How real stylometry works

https://medium.com/@amuse/how-the-nsa-caught-satoshi-nakamoto-868affcef595

"Using stylometry one is able to compare texts to determine authorship of a particular work.... According to my source, the NSA was able to the use the ‘writer invariant’ method of stylometry to compare Satoshi’s ‘known’ writings with trillions of writing samples from people across the globe. By taking Satoshi’s texts and finding the 50 most common words, the NSA was able to break down his text into 5,000 word chunks and analyse each to find the frequency of those 50 words. This would result in a unique 50-number identifier for each chunk. The NSA then placed each of these numbers into a 50-dimensional space and flatten them into a plane using principal components analysis. The result is a ‘fingerprint’ for anything written by Satoshi that could easily be compared to any other writing."
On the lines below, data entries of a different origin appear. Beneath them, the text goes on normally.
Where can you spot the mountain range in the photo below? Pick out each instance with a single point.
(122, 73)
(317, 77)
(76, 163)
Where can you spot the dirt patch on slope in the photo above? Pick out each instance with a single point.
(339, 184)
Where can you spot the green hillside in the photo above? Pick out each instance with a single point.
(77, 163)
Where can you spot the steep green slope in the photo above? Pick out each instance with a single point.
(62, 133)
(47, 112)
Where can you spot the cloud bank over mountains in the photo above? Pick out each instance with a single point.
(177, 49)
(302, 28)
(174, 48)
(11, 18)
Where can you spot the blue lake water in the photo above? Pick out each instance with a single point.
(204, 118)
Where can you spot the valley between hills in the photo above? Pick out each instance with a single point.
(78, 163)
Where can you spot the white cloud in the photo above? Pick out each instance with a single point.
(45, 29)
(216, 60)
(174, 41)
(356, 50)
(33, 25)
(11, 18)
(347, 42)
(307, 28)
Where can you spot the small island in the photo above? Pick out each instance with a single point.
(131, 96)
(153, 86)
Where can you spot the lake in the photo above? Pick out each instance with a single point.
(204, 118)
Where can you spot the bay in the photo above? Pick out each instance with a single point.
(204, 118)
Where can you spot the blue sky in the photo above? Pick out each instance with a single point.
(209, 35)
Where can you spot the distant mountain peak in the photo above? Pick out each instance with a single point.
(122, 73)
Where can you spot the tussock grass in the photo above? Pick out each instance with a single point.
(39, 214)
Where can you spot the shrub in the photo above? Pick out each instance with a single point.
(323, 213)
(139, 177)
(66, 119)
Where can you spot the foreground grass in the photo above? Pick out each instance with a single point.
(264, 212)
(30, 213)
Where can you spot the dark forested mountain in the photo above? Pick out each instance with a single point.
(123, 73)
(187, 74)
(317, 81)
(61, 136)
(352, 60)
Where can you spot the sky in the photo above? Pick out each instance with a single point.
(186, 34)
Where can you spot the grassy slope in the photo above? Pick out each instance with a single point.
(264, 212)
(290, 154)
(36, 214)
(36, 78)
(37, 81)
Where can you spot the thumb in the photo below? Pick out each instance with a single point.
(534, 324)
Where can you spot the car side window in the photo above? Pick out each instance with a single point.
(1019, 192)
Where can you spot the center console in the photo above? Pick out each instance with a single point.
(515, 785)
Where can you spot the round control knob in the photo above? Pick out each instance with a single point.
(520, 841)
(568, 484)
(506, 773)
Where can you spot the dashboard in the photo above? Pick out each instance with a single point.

Note: real stylometry uses 5,000-word chunks, but the Interpreter thinks 300-word chunks are probative.
"The NSA then took bulk emails and texts collected from their mass surveillance efforts. First through PRISM (a court-approved front-door access to Google and Yahoo user accounts) and then through MUSCULAR(where the NSA copies the data flows across fiber optic cables that carry information among the data centers of Google, Yahoo, Amazon, and Facebook) the NSA was able to place trillions of writings from more than a billion people in the same plane as Satoshi’s writings to find his true identity. The effort took less than a month and resulted in positive match.
"This wasn’t the first time efforts had been made to unearth the identity of Satoshi using stylometry. Various reporters and members of the Bitcoin community have used various open source stylometry tools to attempt to uncover the true identity of Bitcoin’s creator. Their problem? They didn’t have access to trillions of emails from a billion people and they weren’t able to plug them into a supercomputer. The NSA’s proprietary software, bulk email collection ability, and computing power made it possible for them to conclusively identify Satoshi."